I should’ve gone with that sense. Instead, in an uncommonly good Met mood Tuesday night — after Reyes, Travis d’Arnaud and Seth Lugo had all excelled — I generated a generous thought in AJ’s direction. It was the top of the ninth, the Mets led by three, Asdrubal Cabrera sent a fly ball to deep right. I would have liked it to have gone out to extend the Mets’ advantage to 6-1, but when it was caught at the track, I thought, ah, that’s OK, at least now Ramos can get a save that will be particularly meaningful to him.
Kiss of death. Sorry about that. More Ramos’s blown save en route to a ten-inning loss than mine, but I’ve been futilely rooting for the Mets to beat the Marlins in South Florida long enough [4] to know better than to believe the result was anywhere proximate to the proverbial bag, let alone securely inside it.

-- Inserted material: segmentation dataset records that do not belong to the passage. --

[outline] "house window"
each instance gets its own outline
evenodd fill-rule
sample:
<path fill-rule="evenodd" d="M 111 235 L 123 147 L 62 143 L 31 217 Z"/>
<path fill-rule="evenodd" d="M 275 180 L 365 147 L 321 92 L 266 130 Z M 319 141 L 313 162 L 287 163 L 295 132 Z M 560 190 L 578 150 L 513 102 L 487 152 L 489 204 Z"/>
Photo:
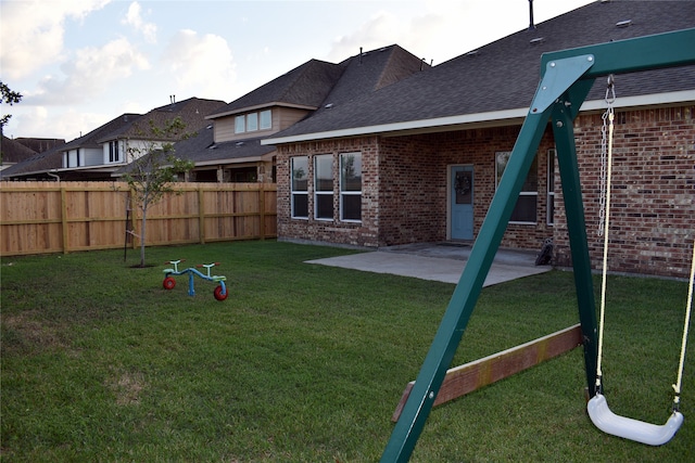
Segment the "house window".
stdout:
<path fill-rule="evenodd" d="M 547 151 L 547 224 L 555 223 L 555 150 Z"/>
<path fill-rule="evenodd" d="M 340 155 L 340 219 L 362 220 L 362 153 Z"/>
<path fill-rule="evenodd" d="M 235 117 L 235 133 L 255 132 L 258 129 L 268 130 L 271 128 L 273 113 L 270 110 Z"/>
<path fill-rule="evenodd" d="M 261 130 L 268 130 L 273 128 L 273 114 L 270 110 L 262 111 L 261 115 Z"/>
<path fill-rule="evenodd" d="M 235 117 L 235 133 L 243 133 L 247 131 L 247 116 Z"/>
<path fill-rule="evenodd" d="M 308 157 L 290 158 L 292 218 L 308 219 Z"/>
<path fill-rule="evenodd" d="M 247 114 L 247 131 L 255 132 L 258 130 L 258 113 Z"/>
<path fill-rule="evenodd" d="M 501 152 L 495 154 L 495 175 L 496 184 L 500 187 L 500 180 L 504 173 L 509 156 L 511 152 Z M 533 158 L 531 169 L 526 177 L 526 181 L 521 187 L 521 192 L 517 198 L 517 204 L 511 213 L 509 222 L 515 223 L 535 223 L 536 222 L 536 206 L 539 196 L 539 169 L 538 159 Z"/>
<path fill-rule="evenodd" d="M 121 157 L 118 155 L 118 140 L 109 142 L 109 162 L 110 163 L 121 162 Z"/>
<path fill-rule="evenodd" d="M 314 217 L 333 219 L 333 156 L 314 157 Z"/>

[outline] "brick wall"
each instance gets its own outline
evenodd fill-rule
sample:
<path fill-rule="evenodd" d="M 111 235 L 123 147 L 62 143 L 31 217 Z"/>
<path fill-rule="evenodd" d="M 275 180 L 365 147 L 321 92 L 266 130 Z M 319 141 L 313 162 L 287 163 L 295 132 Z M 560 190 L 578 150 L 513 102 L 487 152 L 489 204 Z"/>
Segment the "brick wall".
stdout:
<path fill-rule="evenodd" d="M 695 239 L 695 106 L 616 111 L 609 269 L 687 276 Z M 574 121 L 592 266 L 599 269 L 601 114 Z M 556 204 L 561 204 L 559 179 Z M 556 265 L 570 266 L 567 221 L 556 214 Z"/>
<path fill-rule="evenodd" d="M 292 219 L 290 204 L 290 157 L 309 156 L 308 178 L 314 178 L 313 156 L 333 155 L 333 179 L 339 178 L 339 156 L 362 153 L 362 223 L 343 222 L 339 217 L 339 183 L 333 184 L 333 220 L 315 220 L 314 185 L 308 183 L 308 219 Z M 376 137 L 328 140 L 281 145 L 277 155 L 278 237 L 343 245 L 377 247 L 378 242 L 378 145 Z"/>
<path fill-rule="evenodd" d="M 694 106 L 617 112 L 610 269 L 617 272 L 686 276 L 695 229 Z M 589 246 L 601 268 L 598 229 L 601 114 L 574 123 Z M 520 126 L 406 137 L 364 137 L 283 145 L 278 150 L 278 236 L 368 247 L 446 240 L 447 166 L 473 166 L 473 233 L 480 230 L 495 192 L 495 153 L 511 151 Z M 555 263 L 571 266 L 561 184 L 555 167 L 554 226 L 547 217 L 548 128 L 538 152 L 535 223 L 510 223 L 503 247 L 539 250 L 554 236 Z M 361 152 L 362 223 L 290 218 L 289 158 Z M 309 178 L 313 178 L 309 162 Z M 309 182 L 311 183 L 311 182 Z M 309 184 L 309 215 L 313 210 Z"/>

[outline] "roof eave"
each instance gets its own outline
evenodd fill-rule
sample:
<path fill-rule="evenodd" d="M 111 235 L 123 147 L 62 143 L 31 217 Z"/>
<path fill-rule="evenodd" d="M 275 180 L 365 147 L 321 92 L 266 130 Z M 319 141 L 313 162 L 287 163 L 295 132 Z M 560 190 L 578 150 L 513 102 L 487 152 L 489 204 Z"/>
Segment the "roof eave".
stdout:
<path fill-rule="evenodd" d="M 695 102 L 695 89 L 648 95 L 623 97 L 618 99 L 614 107 L 660 106 Z M 598 111 L 605 108 L 604 100 L 585 101 L 580 111 Z M 325 132 L 302 133 L 298 136 L 278 137 L 261 140 L 261 144 L 300 143 L 332 138 L 363 137 L 371 134 L 402 136 L 460 130 L 464 128 L 500 127 L 509 124 L 521 124 L 529 112 L 528 107 L 492 111 L 486 113 L 462 114 L 457 116 L 437 117 L 432 119 L 407 120 L 403 123 L 382 124 L 367 127 L 329 130 Z"/>

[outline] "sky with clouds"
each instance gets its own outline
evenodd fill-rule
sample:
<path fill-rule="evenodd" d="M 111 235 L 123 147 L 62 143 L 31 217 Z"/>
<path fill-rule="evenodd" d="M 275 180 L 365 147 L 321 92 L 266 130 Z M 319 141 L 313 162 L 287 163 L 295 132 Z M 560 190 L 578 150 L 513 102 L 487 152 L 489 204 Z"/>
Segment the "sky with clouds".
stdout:
<path fill-rule="evenodd" d="M 541 23 L 592 0 L 534 0 Z M 191 97 L 226 103 L 311 59 L 397 43 L 434 65 L 529 26 L 529 0 L 0 0 L 11 138 L 87 133 Z M 531 98 L 531 97 L 529 97 Z"/>

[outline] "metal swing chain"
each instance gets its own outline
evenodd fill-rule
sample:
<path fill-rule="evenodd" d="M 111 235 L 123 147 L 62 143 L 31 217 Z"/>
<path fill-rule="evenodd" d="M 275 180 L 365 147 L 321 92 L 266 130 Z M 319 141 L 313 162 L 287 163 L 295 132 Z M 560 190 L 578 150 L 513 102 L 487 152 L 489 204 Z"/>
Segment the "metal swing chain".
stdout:
<path fill-rule="evenodd" d="M 602 393 L 602 359 L 604 348 L 604 321 L 606 314 L 606 280 L 608 272 L 608 229 L 610 221 L 610 176 L 612 165 L 612 129 L 614 129 L 614 108 L 616 101 L 615 79 L 612 74 L 608 76 L 606 87 L 606 103 L 608 107 L 603 115 L 604 125 L 602 128 L 601 140 L 601 211 L 598 235 L 604 237 L 604 256 L 603 270 L 601 281 L 601 319 L 598 322 L 598 352 L 596 359 L 596 393 Z"/>
<path fill-rule="evenodd" d="M 616 101 L 615 77 L 612 74 L 608 76 L 606 97 L 604 100 L 606 101 L 608 107 L 602 116 L 604 124 L 601 128 L 601 193 L 598 197 L 598 236 L 604 235 L 604 223 L 606 221 L 606 166 L 608 164 L 606 157 L 608 154 L 608 120 L 610 119 L 610 123 L 612 123 L 612 119 L 615 117 L 612 104 Z"/>

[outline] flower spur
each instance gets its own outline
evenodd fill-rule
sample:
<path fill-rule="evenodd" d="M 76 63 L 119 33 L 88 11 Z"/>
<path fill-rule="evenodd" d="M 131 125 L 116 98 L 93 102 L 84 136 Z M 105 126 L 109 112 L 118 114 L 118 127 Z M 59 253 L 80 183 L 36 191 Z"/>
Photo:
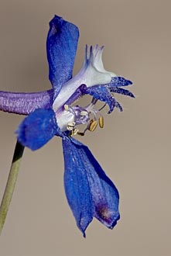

How would AJ know that he was bound to throw 32 pitches, put six separate Marlins on base and allow the three tying runs to cross the plate without escaping the ninth? He’d watched his share of Marlins games in which Mets’ leads evaporated on the spot, but he watched it from the other side of the field. Maybe he was doing what he assumed he was supposed to do. When you’re in Marlins Park, aren’t you supposed to doom the Mets as painfully as you can [5]? It probably got confusing for him amid all the pastels and empty seats. He looked down at his newly Metsian self, saw a reserved gray road uniform and no longer knew what to believe.
Paul Sewald (0-6) pulled what remained of the Mets chances out of the fire in the ninth and then, predictably, burned them to a crisp in the tenth, giving up the game-losing [6] home run to J.T. Realmuto. Not long ago that would have provided AJ Ramos with the cue to gather at home plate alongside his fellow Marlins and heartily congratulate the Fish of the hour. Now he had to keep straight who he was with, who he was against and what he was supposed to do. No high-fives for J.T. No hugs for Giancarlo. No good times in the company of Dee and Christian and Marcell and Ichiro. No communing with the spirit of Luis Castillo in the only place on the North American continent where that’s considered a desirable endeavor.
The fellow’s surely befuddled. Have mercy on his Marlin soul.